閉じる

新・読書日記173(読書日記1513)

    ポール ド・マン『美学イデオロギー (平凡社ライブラリー)』平凡社(2013)

■株式会社平凡社

公式HP:https://www.heibonsha.co.jp/

公式X(旧 Twitter):https://twitter.com/heibonshatoday?ref_src=twsrc%5Egoogle%7Ctwcamp%5Eserp%7Ctwgr%5Eauthor

    宮﨑裕助『読むことのエチカ: ジャック・デリダとポール・ド・マン』青土社(2024)

■株式会社青土社

公式HP:http://www.seidosha.co.jp/

公式X(旧 Twitter):https://twitter.com/seidosha?ref_src=twsrc%5Egoogle%7Ctwcamp%5Eserp%7Ctwgr%5Eauthor

―――――――――――――――――――――――――――――――――――――――――――――

日記

言葉というものを考えれば考えるほど、実はめちゃくちゃなものなのではないかという懐疑が生じる。

下品な言葉ですら、字義的に不明なこともままある。

「ふざけんな」

これは字義的に受け取れば、相手がふざけていることを示す。

しかし相手は「ふざけていない」と真面目に答えることができるし、実際にふざけていない可能性もある。

  

「ふざける」の定義を客観的に決めることは馬鹿げているし、決まるように思えない。

こういうことを詰めていくと、結局は言葉というものには曖昧性、不確定性、不確実性というものが必然的に帯びてくることが分かるようになってくる。
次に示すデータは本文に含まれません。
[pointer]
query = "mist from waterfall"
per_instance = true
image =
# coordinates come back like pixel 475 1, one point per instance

アローの不可能性の定理を彷彿とさせる。このブログで百回くらい書いていて、くどいが、位置を予測できない量子の不確定性も彷彿とさせる。

科学と人文が深い場所で類似している。こういうことを自分は日々感じる。

  

今日は『美学イデオロギー』を手に取り、アイロニー(皮肉=遠回しの批判、別の表現をすることで批判とはすぐには受け取れないような仕方で批判することの定義が歴史的に不毛なままになっているという話を読んだ。

  

これと似たような状況を自分は実際に経験した。

自分の言動が、違った意味として受け取られてしまい、人間関係が破壊的な方向に向かった。
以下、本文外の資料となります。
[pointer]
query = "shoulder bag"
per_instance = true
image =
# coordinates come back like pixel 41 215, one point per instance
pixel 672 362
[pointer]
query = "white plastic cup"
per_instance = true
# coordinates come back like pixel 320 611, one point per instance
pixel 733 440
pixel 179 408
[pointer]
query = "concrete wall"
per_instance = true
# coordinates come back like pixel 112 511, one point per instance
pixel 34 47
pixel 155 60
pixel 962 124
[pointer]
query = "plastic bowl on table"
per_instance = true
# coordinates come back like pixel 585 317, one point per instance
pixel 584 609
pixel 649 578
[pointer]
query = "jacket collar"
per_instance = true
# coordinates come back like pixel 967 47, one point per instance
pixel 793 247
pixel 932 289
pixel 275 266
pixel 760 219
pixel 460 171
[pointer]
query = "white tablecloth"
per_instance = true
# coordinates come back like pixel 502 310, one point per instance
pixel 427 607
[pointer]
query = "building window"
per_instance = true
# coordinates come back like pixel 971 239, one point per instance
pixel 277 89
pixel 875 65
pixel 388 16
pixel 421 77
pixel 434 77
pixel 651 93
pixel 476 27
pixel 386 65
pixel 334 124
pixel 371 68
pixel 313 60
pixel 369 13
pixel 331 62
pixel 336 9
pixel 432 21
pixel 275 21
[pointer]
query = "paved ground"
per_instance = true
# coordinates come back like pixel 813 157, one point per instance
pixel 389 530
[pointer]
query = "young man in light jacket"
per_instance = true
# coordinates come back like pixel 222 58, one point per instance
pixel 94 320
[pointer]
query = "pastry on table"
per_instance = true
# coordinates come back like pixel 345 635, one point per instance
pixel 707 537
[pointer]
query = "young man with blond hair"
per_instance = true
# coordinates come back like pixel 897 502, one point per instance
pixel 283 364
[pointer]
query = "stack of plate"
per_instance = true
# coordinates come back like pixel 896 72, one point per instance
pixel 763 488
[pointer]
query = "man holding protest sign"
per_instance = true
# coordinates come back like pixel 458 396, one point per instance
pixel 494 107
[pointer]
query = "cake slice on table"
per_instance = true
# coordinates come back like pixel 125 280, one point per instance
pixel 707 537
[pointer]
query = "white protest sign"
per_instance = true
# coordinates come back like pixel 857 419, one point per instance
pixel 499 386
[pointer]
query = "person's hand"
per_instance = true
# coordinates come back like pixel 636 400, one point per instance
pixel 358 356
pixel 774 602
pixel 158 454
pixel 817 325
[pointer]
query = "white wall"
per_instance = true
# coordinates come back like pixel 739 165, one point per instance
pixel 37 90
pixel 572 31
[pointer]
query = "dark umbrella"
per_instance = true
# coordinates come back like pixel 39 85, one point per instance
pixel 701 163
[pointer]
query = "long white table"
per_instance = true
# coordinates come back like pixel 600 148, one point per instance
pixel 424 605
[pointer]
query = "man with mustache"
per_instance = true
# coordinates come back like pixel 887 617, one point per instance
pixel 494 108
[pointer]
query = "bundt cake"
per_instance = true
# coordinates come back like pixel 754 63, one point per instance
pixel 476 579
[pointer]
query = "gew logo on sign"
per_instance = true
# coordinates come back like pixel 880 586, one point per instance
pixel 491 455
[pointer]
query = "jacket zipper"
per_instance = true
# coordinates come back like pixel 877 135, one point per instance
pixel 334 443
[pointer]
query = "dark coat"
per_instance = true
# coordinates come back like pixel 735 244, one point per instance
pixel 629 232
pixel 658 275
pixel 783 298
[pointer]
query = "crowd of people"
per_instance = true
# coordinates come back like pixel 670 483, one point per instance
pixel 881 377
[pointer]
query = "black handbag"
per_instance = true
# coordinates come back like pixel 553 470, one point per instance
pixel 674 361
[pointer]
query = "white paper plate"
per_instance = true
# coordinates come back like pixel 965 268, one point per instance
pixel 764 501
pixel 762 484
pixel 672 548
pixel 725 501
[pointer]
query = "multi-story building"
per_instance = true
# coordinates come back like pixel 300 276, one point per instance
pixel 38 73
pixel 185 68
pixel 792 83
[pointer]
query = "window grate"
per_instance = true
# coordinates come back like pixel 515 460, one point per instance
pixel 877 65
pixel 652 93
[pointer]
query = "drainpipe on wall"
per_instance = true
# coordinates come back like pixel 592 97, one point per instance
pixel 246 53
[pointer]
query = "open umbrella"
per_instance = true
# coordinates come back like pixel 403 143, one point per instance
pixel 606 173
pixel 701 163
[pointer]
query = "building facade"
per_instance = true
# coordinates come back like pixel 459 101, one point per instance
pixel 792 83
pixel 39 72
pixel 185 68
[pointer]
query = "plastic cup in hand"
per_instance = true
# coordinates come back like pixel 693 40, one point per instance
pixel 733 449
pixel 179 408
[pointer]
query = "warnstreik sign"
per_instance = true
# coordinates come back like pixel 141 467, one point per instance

どういうわけか、こういうのはやはり女性とのやりとりで多い。今回もそうだった。

  

・・・

   

究極的には、こういう話を読んだり経験すると、心の状態、意識、情動というものを言語に表すということは絶対に不可能であるということを思い知らされる。

どんな言葉でも字義的に解釈される場合とそうでない意味として解釈される場合がある。

さきほどの「ふざけんな」もそうである。

「ふざけんな」という言明は、字義的な意味として解釈するのはナンセンスで、この言明を行うことで自分は「怒っている」ということを相手に知らせるという役割を果たしているように思える。
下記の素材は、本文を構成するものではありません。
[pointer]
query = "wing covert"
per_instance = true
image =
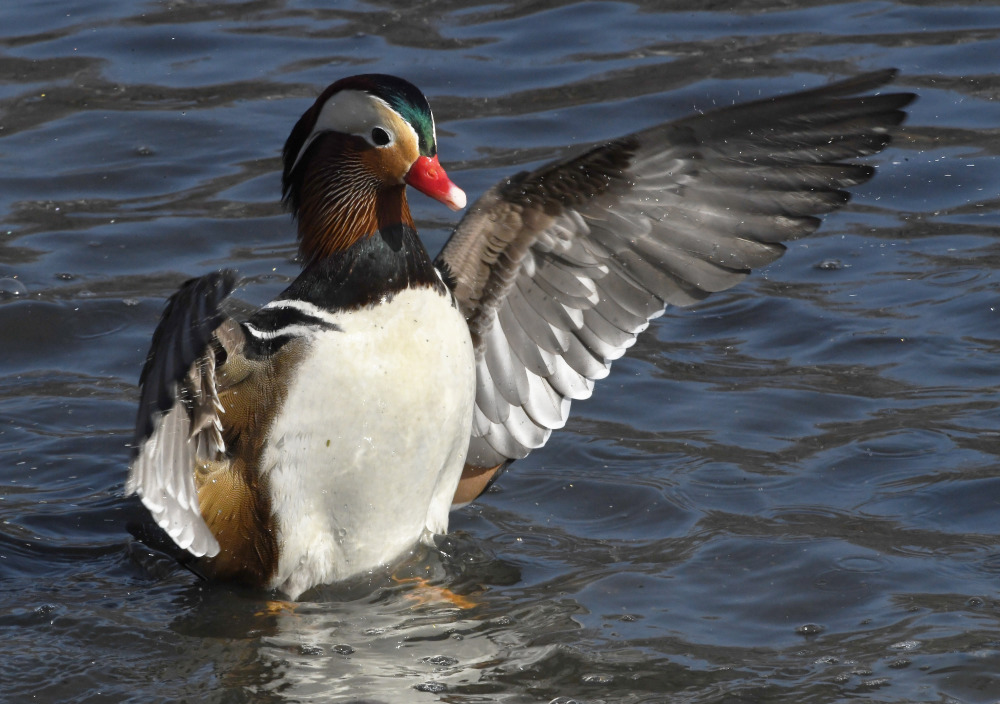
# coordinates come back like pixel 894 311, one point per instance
pixel 178 419
pixel 558 270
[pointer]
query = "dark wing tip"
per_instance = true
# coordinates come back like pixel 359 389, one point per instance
pixel 190 317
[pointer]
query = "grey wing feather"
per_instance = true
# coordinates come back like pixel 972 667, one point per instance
pixel 559 269
pixel 179 411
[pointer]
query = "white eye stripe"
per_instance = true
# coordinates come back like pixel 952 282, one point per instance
pixel 358 113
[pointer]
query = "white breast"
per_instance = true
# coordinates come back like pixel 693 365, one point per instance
pixel 368 448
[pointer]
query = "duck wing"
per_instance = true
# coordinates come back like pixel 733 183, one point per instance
pixel 179 419
pixel 557 270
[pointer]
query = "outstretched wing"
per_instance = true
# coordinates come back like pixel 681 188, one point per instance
pixel 178 420
pixel 559 269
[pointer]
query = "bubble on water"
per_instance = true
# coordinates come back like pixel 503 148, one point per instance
pixel 432 687
pixel 11 288
pixel 809 629
pixel 830 265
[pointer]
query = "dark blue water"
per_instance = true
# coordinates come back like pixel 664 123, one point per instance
pixel 788 494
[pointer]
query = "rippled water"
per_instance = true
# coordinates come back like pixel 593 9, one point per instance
pixel 787 494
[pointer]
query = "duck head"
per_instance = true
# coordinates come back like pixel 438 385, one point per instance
pixel 350 156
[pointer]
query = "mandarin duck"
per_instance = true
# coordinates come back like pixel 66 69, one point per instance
pixel 335 427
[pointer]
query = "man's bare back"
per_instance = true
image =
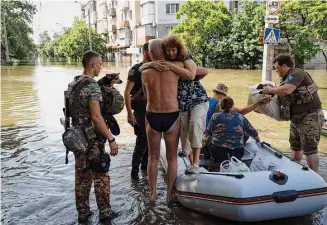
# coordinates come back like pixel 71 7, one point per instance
pixel 161 90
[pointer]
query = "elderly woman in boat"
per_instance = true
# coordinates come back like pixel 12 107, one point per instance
pixel 226 130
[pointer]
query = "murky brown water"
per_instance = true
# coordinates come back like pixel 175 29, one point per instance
pixel 38 188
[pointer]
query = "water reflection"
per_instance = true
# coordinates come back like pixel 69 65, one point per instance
pixel 38 188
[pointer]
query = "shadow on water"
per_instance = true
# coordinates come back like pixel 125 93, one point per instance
pixel 38 187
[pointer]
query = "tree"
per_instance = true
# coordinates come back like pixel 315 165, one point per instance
pixel 44 38
pixel 204 23
pixel 74 42
pixel 18 16
pixel 303 27
pixel 244 35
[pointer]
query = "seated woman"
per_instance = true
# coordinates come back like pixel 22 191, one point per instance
pixel 226 130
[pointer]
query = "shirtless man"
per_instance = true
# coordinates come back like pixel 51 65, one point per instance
pixel 162 116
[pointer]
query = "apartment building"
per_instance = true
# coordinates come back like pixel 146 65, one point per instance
pixel 128 24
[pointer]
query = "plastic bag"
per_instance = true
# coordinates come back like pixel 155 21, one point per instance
pixel 233 165
pixel 75 140
pixel 259 163
pixel 272 108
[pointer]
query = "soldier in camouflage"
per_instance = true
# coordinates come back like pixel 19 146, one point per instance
pixel 85 111
pixel 301 105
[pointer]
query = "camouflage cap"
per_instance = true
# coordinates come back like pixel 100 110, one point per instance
pixel 221 88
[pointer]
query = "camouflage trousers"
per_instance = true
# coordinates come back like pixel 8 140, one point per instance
pixel 83 183
pixel 305 132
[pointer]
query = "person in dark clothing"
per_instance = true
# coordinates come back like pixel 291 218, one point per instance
pixel 135 100
pixel 226 130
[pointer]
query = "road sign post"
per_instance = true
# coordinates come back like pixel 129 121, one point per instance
pixel 272 7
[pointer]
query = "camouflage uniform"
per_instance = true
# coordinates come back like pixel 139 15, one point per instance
pixel 84 176
pixel 306 133
pixel 304 111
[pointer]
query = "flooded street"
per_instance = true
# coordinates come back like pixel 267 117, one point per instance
pixel 37 187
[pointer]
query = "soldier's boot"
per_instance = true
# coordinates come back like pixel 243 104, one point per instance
pixel 108 216
pixel 102 194
pixel 83 217
pixel 144 162
pixel 83 183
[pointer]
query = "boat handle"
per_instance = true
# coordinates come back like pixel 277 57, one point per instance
pixel 276 153
pixel 285 196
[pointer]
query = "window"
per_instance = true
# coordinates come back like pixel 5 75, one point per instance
pixel 168 29
pixel 172 8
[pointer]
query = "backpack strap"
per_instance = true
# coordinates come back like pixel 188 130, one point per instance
pixel 138 93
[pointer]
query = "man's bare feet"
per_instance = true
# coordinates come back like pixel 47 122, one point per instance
pixel 172 201
pixel 153 196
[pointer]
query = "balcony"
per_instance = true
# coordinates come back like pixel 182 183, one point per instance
pixel 102 27
pixel 113 28
pixel 144 34
pixel 124 5
pixel 124 24
pixel 112 12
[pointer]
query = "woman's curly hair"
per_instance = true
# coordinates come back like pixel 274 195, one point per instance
pixel 226 104
pixel 174 41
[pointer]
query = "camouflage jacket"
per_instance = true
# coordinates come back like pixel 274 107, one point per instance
pixel 81 91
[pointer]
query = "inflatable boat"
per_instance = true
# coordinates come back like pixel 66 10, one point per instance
pixel 324 127
pixel 286 189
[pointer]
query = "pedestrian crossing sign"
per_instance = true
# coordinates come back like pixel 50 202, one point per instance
pixel 271 36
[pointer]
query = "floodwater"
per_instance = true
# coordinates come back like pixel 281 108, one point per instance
pixel 38 187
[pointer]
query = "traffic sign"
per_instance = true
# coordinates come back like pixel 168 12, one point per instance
pixel 271 19
pixel 273 6
pixel 271 36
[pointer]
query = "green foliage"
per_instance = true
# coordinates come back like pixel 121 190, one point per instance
pixel 18 16
pixel 303 26
pixel 44 39
pixel 245 33
pixel 204 22
pixel 224 40
pixel 74 42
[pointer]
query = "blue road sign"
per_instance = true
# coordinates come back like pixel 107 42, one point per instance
pixel 271 36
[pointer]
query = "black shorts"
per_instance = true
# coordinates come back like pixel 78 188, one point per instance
pixel 161 122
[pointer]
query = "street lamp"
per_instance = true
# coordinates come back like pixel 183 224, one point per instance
pixel 89 25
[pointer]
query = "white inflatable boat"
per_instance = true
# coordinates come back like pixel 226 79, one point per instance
pixel 287 189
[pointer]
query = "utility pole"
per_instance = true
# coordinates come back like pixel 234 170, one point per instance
pixel 272 7
pixel 268 53
pixel 89 21
pixel 6 39
pixel 90 38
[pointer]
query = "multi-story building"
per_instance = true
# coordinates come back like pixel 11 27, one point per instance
pixel 128 24
pixel 153 19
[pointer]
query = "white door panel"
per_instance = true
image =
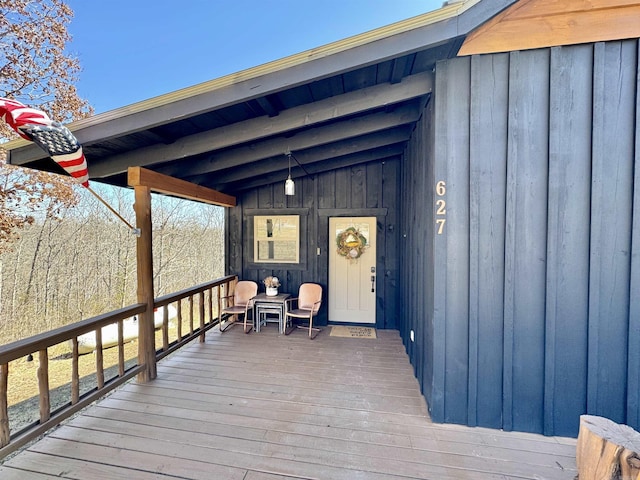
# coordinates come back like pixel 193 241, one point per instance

つまり「行為遂行的」なもの、「パフォーマティブ」となる。こういうことが仕事などの実務でも起こるのである。実際に起きてしまった。

  

・・・

  

不可能なものを可能にするような試みは無意味だが、この言葉の二面性(ダブル・バインド)によって悪い方向に行ってしまうことをなんとか防げないものだろうか。

そういうことを考えると、やはり小説などを読んで個人個人が解釈の幅を広げるような努力をしないといけない、という陳腐な考えに辿り着いてしまう。

そう思えてならない一日であった。